Progress & Prognosis. The prognosis is not wholly grim, however. For one thing, the administrators of Medicare and Medicaid have considerable lever age to speed reforms. Example: they might establish schedules of maximum hospital charges and length of stay for each ailment. Private insurance companies could also follow Medicare's lead in covering a nurse's visits to the patient's own home. The fact that Medicare covers costs in nursing homes has already prompted construction of new homes, which should take some of the pressure off hospitals and provide care at much lower cost, one-third of board-and-room charges at many hospitals.

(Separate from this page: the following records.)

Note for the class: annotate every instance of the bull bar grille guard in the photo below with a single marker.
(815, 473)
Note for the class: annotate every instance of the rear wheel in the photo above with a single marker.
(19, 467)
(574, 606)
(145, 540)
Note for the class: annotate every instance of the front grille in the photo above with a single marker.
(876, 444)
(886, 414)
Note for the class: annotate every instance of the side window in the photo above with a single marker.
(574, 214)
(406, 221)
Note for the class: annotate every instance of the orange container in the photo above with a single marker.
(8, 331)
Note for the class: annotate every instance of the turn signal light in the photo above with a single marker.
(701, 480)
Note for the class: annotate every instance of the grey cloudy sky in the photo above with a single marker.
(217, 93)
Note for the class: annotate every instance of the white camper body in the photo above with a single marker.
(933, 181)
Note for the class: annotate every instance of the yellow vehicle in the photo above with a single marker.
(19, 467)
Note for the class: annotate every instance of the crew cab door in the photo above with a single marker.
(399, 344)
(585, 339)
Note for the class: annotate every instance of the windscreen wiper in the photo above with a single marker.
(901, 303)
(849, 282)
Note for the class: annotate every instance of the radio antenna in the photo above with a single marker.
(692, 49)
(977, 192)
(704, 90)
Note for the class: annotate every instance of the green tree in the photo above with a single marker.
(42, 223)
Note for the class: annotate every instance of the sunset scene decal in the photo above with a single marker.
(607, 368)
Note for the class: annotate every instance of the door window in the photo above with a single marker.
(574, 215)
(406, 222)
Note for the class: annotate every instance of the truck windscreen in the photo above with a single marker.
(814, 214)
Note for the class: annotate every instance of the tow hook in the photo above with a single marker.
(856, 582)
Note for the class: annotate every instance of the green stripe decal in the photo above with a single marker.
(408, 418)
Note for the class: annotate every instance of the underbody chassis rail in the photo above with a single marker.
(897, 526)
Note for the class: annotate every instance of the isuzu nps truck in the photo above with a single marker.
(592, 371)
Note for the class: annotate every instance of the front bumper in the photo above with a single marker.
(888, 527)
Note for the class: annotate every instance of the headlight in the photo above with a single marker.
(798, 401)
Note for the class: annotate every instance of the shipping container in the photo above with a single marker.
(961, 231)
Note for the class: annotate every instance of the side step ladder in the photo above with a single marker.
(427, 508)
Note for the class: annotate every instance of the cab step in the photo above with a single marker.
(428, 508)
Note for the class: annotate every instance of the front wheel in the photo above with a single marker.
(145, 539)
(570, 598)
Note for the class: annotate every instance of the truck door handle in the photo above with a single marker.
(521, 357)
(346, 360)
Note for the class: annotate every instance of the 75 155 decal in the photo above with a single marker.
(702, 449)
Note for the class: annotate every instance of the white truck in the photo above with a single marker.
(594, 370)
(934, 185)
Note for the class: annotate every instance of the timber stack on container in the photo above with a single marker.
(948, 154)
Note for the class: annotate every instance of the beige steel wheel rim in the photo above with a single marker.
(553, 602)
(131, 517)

Some hospital administrators are be ginning to pay heed. By sending nurses out to 90 patients in their own homes, Hackensack Hospital is currently able to charge them $18 a day v. the regular hospital fee of $54. The American Hospital Association runs a nationwide accounting service, issues monthly reports enabling hospitals to compare their performance against the national average. Some hospitals are installing complex labor-saving devices, from supersonic instrument cleaners to automated chemical analyzers. In what the Government hopes may be a growing trend, hospitals are sharing costly equipment, operating joint power plants, laundry and purchasing departments; a few hospitals have completely merged. In New York State, a central planning council must approve new hospital construction --all toward the goal of rational planning and more economical treatment.

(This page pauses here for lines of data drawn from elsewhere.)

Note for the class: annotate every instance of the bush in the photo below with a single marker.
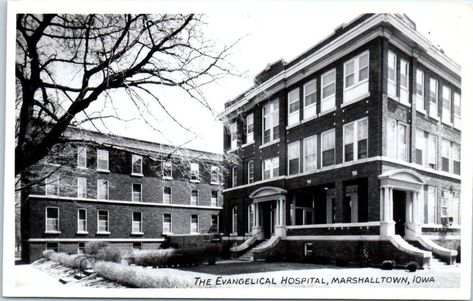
(388, 264)
(412, 266)
(137, 277)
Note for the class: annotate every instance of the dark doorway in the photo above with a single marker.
(399, 211)
(266, 214)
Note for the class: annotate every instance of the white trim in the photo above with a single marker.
(72, 199)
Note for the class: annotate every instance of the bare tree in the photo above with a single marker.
(64, 63)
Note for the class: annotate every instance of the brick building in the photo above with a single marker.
(132, 193)
(353, 147)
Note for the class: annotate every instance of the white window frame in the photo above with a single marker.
(433, 106)
(103, 154)
(392, 83)
(296, 144)
(170, 223)
(48, 229)
(420, 87)
(133, 195)
(250, 130)
(293, 97)
(330, 99)
(197, 225)
(82, 156)
(98, 188)
(83, 231)
(134, 223)
(310, 110)
(107, 231)
(348, 97)
(164, 195)
(446, 112)
(81, 187)
(322, 135)
(305, 155)
(355, 138)
(133, 159)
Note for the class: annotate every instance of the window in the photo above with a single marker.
(328, 147)
(102, 189)
(194, 197)
(82, 157)
(234, 177)
(250, 128)
(82, 220)
(136, 193)
(167, 223)
(233, 135)
(310, 153)
(195, 174)
(456, 110)
(293, 107)
(404, 82)
(420, 90)
(310, 99)
(397, 140)
(392, 81)
(293, 157)
(431, 206)
(432, 151)
(251, 216)
(446, 145)
(446, 105)
(433, 99)
(251, 172)
(328, 91)
(214, 175)
(271, 121)
(213, 198)
(102, 159)
(356, 77)
(456, 158)
(420, 147)
(54, 246)
(214, 224)
(167, 169)
(52, 219)
(167, 195)
(355, 140)
(102, 221)
(136, 165)
(270, 168)
(137, 224)
(194, 223)
(81, 187)
(52, 186)
(234, 220)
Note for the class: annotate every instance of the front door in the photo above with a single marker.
(399, 211)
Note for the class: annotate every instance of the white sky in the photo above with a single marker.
(283, 30)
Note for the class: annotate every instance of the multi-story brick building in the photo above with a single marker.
(133, 193)
(354, 146)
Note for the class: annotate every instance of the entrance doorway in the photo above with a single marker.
(399, 211)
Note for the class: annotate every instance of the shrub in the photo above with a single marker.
(388, 264)
(412, 266)
(138, 277)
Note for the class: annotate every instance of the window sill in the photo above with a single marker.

Doctors' fees are being cut here and there by group medical practice, which often produces better care as well as lower costs for the doctor. In some cases group practice combined with prepaid insurance plans has cut patient time in hospitals by 50%. To encourage this approach, Congress last year enacted a law providing low-cost FHA loans to build clinics for group practice.

For all the talk and ideas, though, progress is still extremely slow. As HEW Secretary John Gardner summed up the situation at a national conference on runaway costs last month: "Everyone seems to agree that the existing system--or lack of system--has rather marked shortcomings. But there is not yet substantial agreement as to what a more perfect system would look like."